The results directly support the hypothesis that polar boundaries significantly modulate electrocaloric behavior by facilitating local nucleation and diffusion-driven growth during the AFE–FE transition, replacing an abrupt transformation with a progressive one. This mechanism stabilizes mixed phases near the AFE–FE boundary and markedly widens the operating temperature range for negative ECE, particularly in nanodomains with high boundary density. Although peak ΔT can decrease at moderate fields when boundary density is very high, the dramatically expanded temperature window is advantageous for practical refrigeration cycles. The constructed temperature–electric field phase diagram clarifies why mixed-phase stabilization occurs in polymorphic domains but not in ideal stripe domains. The observed commensurate-to-incommensurate AFE evolution near Tc and the transition to PE above Tc further imply that PZO-based systems could realize sequential negative and positive ECE, enabling broader, tunable cooling ranges. Generality is supported by PTO simulations showing that polar boundaries similarly promote domain switching at lower temperatures in ferroelectrics, broadening positive ECE operating ranges and illustrating that boundary engineering (via defect dipoles, doping, or nanostructuring) is an effective, material-agnostic strategy for ECE optimization.
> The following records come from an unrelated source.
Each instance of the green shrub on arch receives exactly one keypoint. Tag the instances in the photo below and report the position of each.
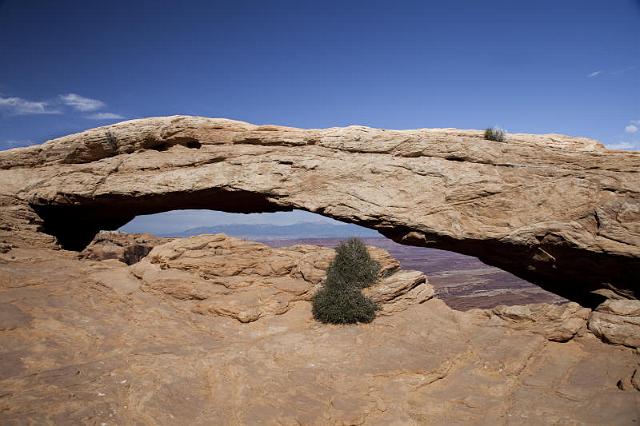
(341, 301)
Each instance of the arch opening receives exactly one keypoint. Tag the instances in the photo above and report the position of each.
(77, 220)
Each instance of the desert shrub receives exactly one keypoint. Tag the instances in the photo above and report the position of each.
(341, 301)
(345, 305)
(495, 134)
(112, 141)
(353, 265)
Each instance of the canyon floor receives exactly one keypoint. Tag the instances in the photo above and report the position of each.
(217, 330)
(462, 282)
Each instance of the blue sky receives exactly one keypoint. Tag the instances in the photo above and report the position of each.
(570, 66)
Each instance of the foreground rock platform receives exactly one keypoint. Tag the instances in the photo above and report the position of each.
(561, 212)
(217, 330)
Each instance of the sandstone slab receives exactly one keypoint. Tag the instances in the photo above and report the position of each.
(617, 321)
(91, 342)
(562, 212)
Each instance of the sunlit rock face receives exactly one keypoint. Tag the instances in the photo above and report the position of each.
(218, 330)
(561, 212)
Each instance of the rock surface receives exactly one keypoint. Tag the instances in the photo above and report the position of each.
(247, 281)
(558, 323)
(558, 211)
(617, 321)
(101, 342)
(127, 248)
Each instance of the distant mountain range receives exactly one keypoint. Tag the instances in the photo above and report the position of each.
(296, 230)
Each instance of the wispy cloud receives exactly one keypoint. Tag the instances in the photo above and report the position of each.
(625, 145)
(622, 70)
(616, 72)
(13, 143)
(81, 103)
(104, 116)
(19, 106)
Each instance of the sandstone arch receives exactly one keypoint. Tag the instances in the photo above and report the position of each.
(562, 212)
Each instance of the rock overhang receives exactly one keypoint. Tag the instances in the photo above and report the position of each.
(561, 212)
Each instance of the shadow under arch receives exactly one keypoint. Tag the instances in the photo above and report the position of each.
(75, 223)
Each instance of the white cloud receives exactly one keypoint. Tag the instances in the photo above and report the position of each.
(105, 116)
(81, 103)
(631, 128)
(635, 146)
(13, 143)
(19, 106)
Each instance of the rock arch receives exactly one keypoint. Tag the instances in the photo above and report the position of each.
(561, 212)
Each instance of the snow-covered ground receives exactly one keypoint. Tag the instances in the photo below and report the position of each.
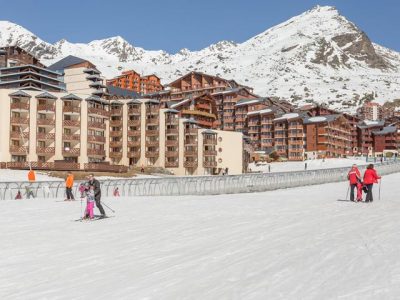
(301, 243)
(313, 164)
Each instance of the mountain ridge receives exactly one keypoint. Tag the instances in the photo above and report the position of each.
(317, 56)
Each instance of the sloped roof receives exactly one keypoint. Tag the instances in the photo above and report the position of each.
(117, 91)
(66, 62)
(20, 94)
(46, 95)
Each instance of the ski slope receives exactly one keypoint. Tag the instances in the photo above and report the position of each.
(297, 243)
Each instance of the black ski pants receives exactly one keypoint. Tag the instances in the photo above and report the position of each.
(98, 204)
(70, 196)
(369, 197)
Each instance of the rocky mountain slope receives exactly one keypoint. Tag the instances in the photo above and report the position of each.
(317, 56)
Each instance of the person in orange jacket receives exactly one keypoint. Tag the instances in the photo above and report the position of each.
(69, 183)
(31, 175)
(370, 177)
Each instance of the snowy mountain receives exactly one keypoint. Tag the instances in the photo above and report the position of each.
(317, 56)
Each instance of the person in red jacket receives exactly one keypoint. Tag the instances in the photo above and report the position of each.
(354, 177)
(370, 177)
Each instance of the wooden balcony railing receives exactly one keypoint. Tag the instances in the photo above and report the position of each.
(19, 106)
(209, 164)
(71, 137)
(71, 109)
(96, 138)
(19, 149)
(46, 107)
(72, 123)
(116, 133)
(98, 111)
(45, 150)
(45, 136)
(98, 152)
(19, 120)
(72, 152)
(152, 154)
(46, 122)
(97, 125)
(209, 141)
(19, 135)
(190, 164)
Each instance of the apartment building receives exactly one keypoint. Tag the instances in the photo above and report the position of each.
(132, 80)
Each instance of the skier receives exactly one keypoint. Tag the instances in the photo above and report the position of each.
(354, 177)
(69, 182)
(90, 199)
(370, 177)
(97, 194)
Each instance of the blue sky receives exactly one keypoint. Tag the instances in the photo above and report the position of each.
(176, 24)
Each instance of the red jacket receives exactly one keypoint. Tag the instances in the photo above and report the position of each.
(353, 175)
(370, 176)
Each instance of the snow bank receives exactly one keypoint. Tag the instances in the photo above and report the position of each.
(289, 244)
This work refines a temperature–electric field coupled AFE phase-field framework for PZO-based materials and elucidates how polar boundaries control AFE–FE transition pathways and negative ECE performance. By engineering domain structures from stripe to polymorphic to nanodomain states (increasing boundary density), the operating temperature range of negative ECE is substantially widened while tuning the ΔT magnitude. Simulations yield a peak ΔT of −13.05 K at 84 kV/cm for AFE nanodomains and, notably, a broad operating range of about 75 K (402–477 K) with ΔT > 0.1 K at 42 kV/cm. In the same field, an operating window of ~75 K with a maximum ΔT ≈ −4.57 K is demonstrated. The phase diagram confirms stable mixed-phase regions near the AFE–FE boundary in polymorphic domains, and the temperature-induced evolution from commensurate to incommensurate AFE near Tc suggests potential for sequential negative–positive ECE in PZO. Extension to PTO shows boundary engineering also broadens positive ECE ranges in ferroelectrics. Future work should explore systematic boundary-density control (via doping, defect dipoles, and nanostructuring), integrate stress and electric loading into thermodynamic modeling where omitted, and develop design strategies that combine negative and positive ECE for wide-temperature-range, high-performance solid-state refrigeration.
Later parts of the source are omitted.